Very basic question: is there a perfomance cost to the below idiom where a non-public recursive function implementing a loop / traversal of some kind takes some of its arguments from the context rather than explicitly? Or in other words, is the closure optimized away?
let my_public_function some_argument =
let rec my_private_function accumulator =
(* I use some_argument in there *)
in
my_private_function []
This is as opposed to:
let my_public_function some_argument =
let rec my_private_function some_argument accumulator =
...
in
my_private_function some_argument []
or even:
let rec my_private_function some_argument accumulator =
...
let my_public_function some_argument =
my_private_function some_argument []
Answering my own question: comparing the two functions below on godbolt.org (ocamlopt 4.12, with or without flambda), it does seem the first one allocates a closure as there is a call to caml_call_gc that the second one doesn’t have? Is that right?
let count_to n =
let rec inner i =
if i <= n then begin
print_endline (string_of_int i);
inner (i + 1)
end in
inner 0
vs.
let count_to n =
let rec inner i n =
if i <= n then begin
print_endline (string_of_int i);
inner (i + 1) n
end in
inner 0 n
In bytecode, all versions should be more or less equivalent (closures are never optimised away).
In native code, the first version allocates a closure everytime you call my_public_function, while the second will have its closure statically allocated if it doesn’t depend on other non-static variables.

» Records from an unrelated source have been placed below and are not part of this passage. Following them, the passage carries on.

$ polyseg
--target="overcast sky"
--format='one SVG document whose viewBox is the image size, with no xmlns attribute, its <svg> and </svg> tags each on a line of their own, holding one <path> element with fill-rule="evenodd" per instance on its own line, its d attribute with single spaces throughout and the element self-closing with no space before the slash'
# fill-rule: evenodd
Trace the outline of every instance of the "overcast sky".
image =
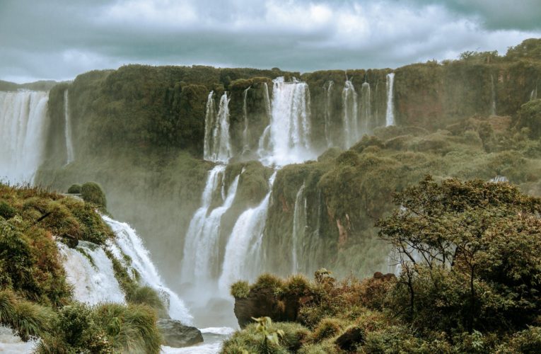
<svg viewBox="0 0 541 354">
<path fill-rule="evenodd" d="M 0 79 L 124 64 L 395 68 L 541 37 L 541 0 L 0 0 Z"/>
</svg>

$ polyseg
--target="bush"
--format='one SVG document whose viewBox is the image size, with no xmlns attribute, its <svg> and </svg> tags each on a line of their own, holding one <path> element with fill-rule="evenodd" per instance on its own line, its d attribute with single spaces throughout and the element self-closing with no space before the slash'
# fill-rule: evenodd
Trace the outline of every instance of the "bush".
<svg viewBox="0 0 541 354">
<path fill-rule="evenodd" d="M 68 193 L 69 194 L 81 194 L 81 187 L 80 184 L 72 184 L 68 188 Z"/>
<path fill-rule="evenodd" d="M 244 299 L 250 294 L 248 282 L 240 280 L 231 285 L 231 295 L 235 299 Z"/>
<path fill-rule="evenodd" d="M 4 201 L 0 202 L 0 217 L 6 219 L 11 219 L 17 212 L 17 210 Z"/>
<path fill-rule="evenodd" d="M 101 186 L 95 182 L 87 182 L 81 188 L 81 197 L 85 202 L 91 202 L 105 210 L 107 199 Z"/>
</svg>

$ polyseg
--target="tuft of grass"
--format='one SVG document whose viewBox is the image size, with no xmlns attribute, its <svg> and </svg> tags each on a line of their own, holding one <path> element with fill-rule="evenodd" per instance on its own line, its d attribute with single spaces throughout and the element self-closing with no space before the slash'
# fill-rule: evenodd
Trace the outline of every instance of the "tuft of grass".
<svg viewBox="0 0 541 354">
<path fill-rule="evenodd" d="M 244 299 L 250 294 L 250 284 L 245 280 L 240 280 L 231 285 L 231 295 L 235 299 Z"/>
</svg>

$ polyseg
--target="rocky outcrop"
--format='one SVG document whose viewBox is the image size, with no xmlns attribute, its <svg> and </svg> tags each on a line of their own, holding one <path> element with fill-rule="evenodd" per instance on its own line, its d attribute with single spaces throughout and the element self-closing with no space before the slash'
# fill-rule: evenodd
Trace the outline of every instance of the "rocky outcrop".
<svg viewBox="0 0 541 354">
<path fill-rule="evenodd" d="M 163 344 L 167 346 L 182 348 L 203 341 L 203 336 L 199 329 L 185 326 L 180 321 L 161 319 L 156 325 L 163 338 Z"/>
</svg>

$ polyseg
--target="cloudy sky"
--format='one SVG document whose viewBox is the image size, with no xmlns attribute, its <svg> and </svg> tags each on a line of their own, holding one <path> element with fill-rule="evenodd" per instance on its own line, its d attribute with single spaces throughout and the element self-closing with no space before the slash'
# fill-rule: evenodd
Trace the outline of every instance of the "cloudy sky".
<svg viewBox="0 0 541 354">
<path fill-rule="evenodd" d="M 129 63 L 394 68 L 533 37 L 541 0 L 0 0 L 0 79 Z"/>
</svg>

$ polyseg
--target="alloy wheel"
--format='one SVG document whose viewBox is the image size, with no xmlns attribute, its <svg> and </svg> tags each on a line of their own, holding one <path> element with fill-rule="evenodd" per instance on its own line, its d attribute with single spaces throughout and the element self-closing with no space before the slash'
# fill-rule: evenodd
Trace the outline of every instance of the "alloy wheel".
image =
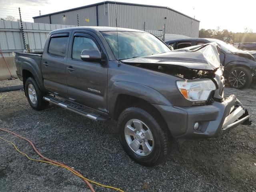
<svg viewBox="0 0 256 192">
<path fill-rule="evenodd" d="M 129 120 L 125 125 L 124 134 L 129 146 L 136 154 L 147 156 L 153 150 L 154 141 L 152 133 L 141 120 Z"/>
<path fill-rule="evenodd" d="M 232 71 L 228 77 L 228 81 L 234 87 L 239 88 L 243 86 L 246 82 L 246 76 L 242 70 Z"/>
<path fill-rule="evenodd" d="M 28 85 L 28 96 L 29 96 L 29 99 L 30 100 L 30 101 L 33 104 L 36 104 L 37 100 L 36 92 L 36 89 L 34 86 L 31 84 L 30 84 Z"/>
</svg>

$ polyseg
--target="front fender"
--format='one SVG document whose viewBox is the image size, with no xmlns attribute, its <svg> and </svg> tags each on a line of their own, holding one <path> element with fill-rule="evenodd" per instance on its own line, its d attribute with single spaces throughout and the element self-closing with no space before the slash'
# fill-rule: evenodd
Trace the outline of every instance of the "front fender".
<svg viewBox="0 0 256 192">
<path fill-rule="evenodd" d="M 160 92 L 149 87 L 132 82 L 117 81 L 108 90 L 108 107 L 111 116 L 114 116 L 116 101 L 120 94 L 124 94 L 143 99 L 149 103 L 172 105 Z"/>
</svg>

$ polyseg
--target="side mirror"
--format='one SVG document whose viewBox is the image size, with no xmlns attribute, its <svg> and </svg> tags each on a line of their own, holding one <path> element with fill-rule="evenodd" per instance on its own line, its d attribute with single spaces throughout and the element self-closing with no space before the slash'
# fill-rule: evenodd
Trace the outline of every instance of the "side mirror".
<svg viewBox="0 0 256 192">
<path fill-rule="evenodd" d="M 100 52 L 97 49 L 85 49 L 81 52 L 81 59 L 89 62 L 100 62 L 101 60 Z"/>
<path fill-rule="evenodd" d="M 168 46 L 170 48 L 172 51 L 174 50 L 174 49 L 173 48 L 173 47 L 172 46 L 171 46 L 170 45 L 168 45 Z"/>
</svg>

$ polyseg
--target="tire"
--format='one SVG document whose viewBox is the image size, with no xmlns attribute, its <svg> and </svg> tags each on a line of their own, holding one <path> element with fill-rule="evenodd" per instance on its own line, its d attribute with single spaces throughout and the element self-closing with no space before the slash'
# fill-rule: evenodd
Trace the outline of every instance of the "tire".
<svg viewBox="0 0 256 192">
<path fill-rule="evenodd" d="M 249 86 L 252 80 L 252 75 L 250 70 L 242 67 L 232 68 L 228 74 L 228 83 L 231 87 L 242 89 Z"/>
<path fill-rule="evenodd" d="M 34 78 L 28 78 L 26 81 L 25 88 L 28 100 L 32 108 L 40 110 L 47 107 L 49 102 L 43 99 L 43 97 L 47 94 L 47 93 L 42 92 L 39 89 Z"/>
<path fill-rule="evenodd" d="M 170 144 L 168 137 L 164 128 L 160 126 L 159 121 L 158 122 L 145 110 L 135 107 L 124 110 L 118 118 L 119 140 L 124 149 L 132 159 L 144 166 L 152 166 L 158 165 L 165 160 L 170 153 Z M 134 125 L 136 124 L 137 127 L 139 127 L 138 125 L 140 124 L 141 123 L 142 123 L 143 128 L 140 132 L 138 133 L 139 129 L 137 129 Z M 130 132 L 132 129 L 130 127 L 130 128 L 128 129 L 128 126 L 131 126 L 134 130 Z M 148 130 L 150 131 L 148 131 Z M 134 131 L 134 136 L 130 135 L 132 134 L 132 131 Z M 125 133 L 129 133 L 126 134 Z M 144 137 L 142 133 L 145 133 Z M 147 139 L 150 138 L 152 138 L 152 140 Z M 145 138 L 142 140 L 142 138 Z M 141 144 L 139 143 L 139 141 L 141 142 Z M 129 144 L 130 142 L 131 144 Z M 136 144 L 133 145 L 134 143 Z M 134 149 L 132 149 L 130 145 L 133 146 Z M 138 149 L 138 149 L 138 145 L 139 145 Z M 148 147 L 146 147 L 147 146 Z M 151 150 L 149 150 L 150 148 Z"/>
</svg>

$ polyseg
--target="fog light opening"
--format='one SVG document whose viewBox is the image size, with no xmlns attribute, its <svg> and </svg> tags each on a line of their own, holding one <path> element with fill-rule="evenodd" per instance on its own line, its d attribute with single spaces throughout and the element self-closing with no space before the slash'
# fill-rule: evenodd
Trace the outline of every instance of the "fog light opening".
<svg viewBox="0 0 256 192">
<path fill-rule="evenodd" d="M 196 122 L 194 124 L 194 130 L 195 131 L 199 130 L 199 123 L 198 122 Z"/>
</svg>

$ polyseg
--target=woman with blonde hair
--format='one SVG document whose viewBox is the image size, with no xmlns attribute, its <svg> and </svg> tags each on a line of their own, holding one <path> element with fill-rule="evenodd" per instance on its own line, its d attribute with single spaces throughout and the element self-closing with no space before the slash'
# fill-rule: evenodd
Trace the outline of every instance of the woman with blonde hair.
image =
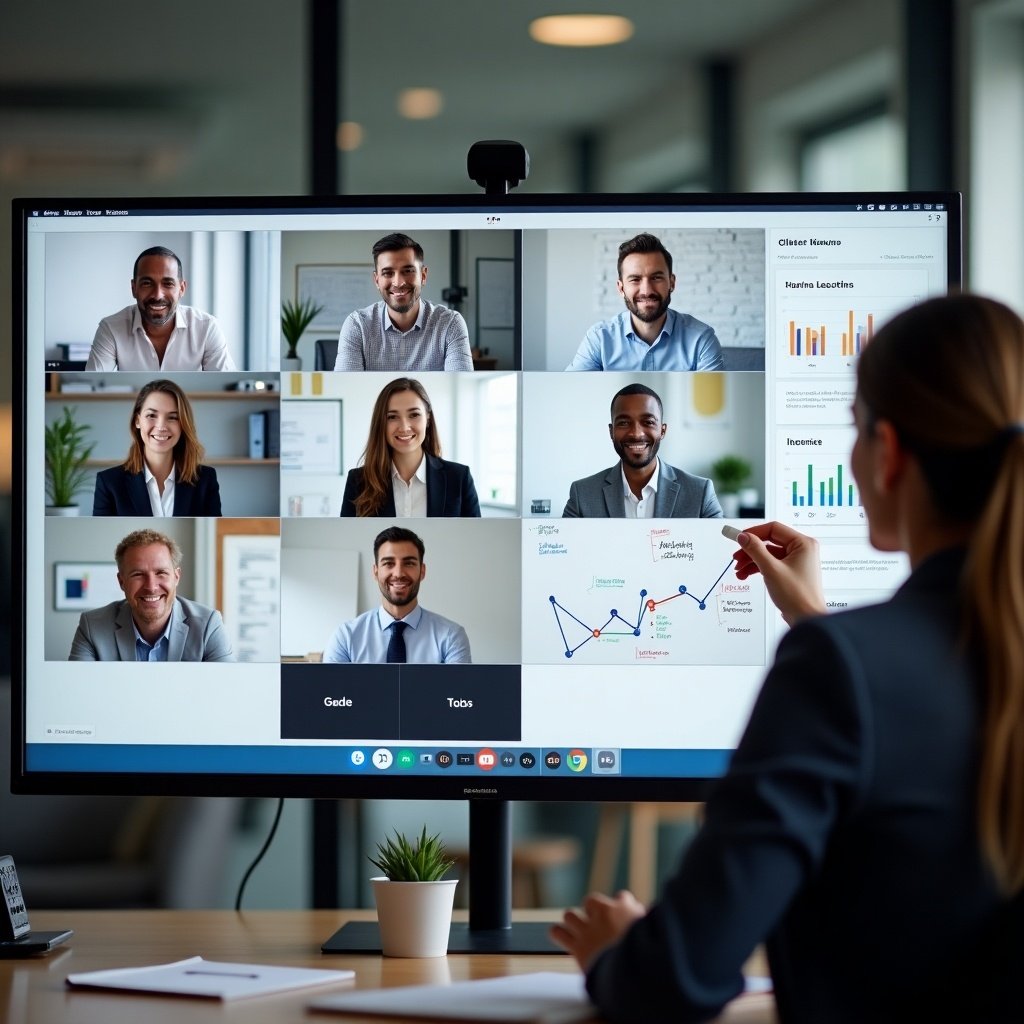
<svg viewBox="0 0 1024 1024">
<path fill-rule="evenodd" d="M 381 390 L 361 466 L 348 473 L 343 516 L 479 516 L 468 466 L 441 458 L 426 388 L 399 377 Z"/>
<path fill-rule="evenodd" d="M 910 577 L 823 614 L 817 544 L 739 536 L 786 622 L 705 824 L 649 910 L 553 935 L 608 1021 L 706 1020 L 766 942 L 779 1020 L 1024 1021 L 1024 323 L 934 299 L 860 356 L 851 464 Z"/>
<path fill-rule="evenodd" d="M 220 515 L 217 473 L 203 465 L 191 403 L 174 381 L 141 388 L 128 429 L 128 458 L 96 474 L 93 515 Z"/>
</svg>

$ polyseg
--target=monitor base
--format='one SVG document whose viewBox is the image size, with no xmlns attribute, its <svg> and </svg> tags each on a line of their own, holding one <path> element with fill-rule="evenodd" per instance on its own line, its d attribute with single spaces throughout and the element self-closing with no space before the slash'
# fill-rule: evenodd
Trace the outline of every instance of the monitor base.
<svg viewBox="0 0 1024 1024">
<path fill-rule="evenodd" d="M 546 922 L 520 922 L 511 928 L 470 929 L 455 923 L 449 935 L 450 953 L 563 953 L 548 935 Z M 321 946 L 325 953 L 377 953 L 381 951 L 376 921 L 343 925 Z"/>
</svg>

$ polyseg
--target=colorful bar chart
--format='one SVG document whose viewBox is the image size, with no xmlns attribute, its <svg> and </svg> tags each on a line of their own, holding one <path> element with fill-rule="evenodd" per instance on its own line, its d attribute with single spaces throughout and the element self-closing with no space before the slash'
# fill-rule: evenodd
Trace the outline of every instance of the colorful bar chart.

The performance of my_private_function itself could be impacted too: the first version has one less parameter so it should be slightly faster to call, but that is offset by an optimisation on the second version: the extra parameter passed to each function that stores its closure can be removed for functions that do not need it, so in the end they will both take two arguments. The first version also requires an extra load from the closure to get some_argument (the load occurs once with Flambda, at each use otherwise).
Finally, a non-trivial question is how all of this interacts with the compiler’s optimisations. The function my_public_function is rather small, so it could be considered for inlining, but without Flambda only the third version (with my_private_function out of the body of my_public_function) can be inlined. With Flambda, the second and third version are equivalent, and the first one could be actually easier to optimise, in particular if you call my_public_function with a constant or statically-allocated argument.
Thanks a lot for the detailed answer, it’s very helpful.
I’m not sure I get your first sentence: if closures are never optimized away, wouldn’t the third version be more efficient even in bytecode, as there is no closure at all? Or is every function a closure in bytecode?
Yes. While in native code the compiler can generate direct calls to statically known functions, in bytecode every function call is generic (read the functions pointer from the closure, then jump to it).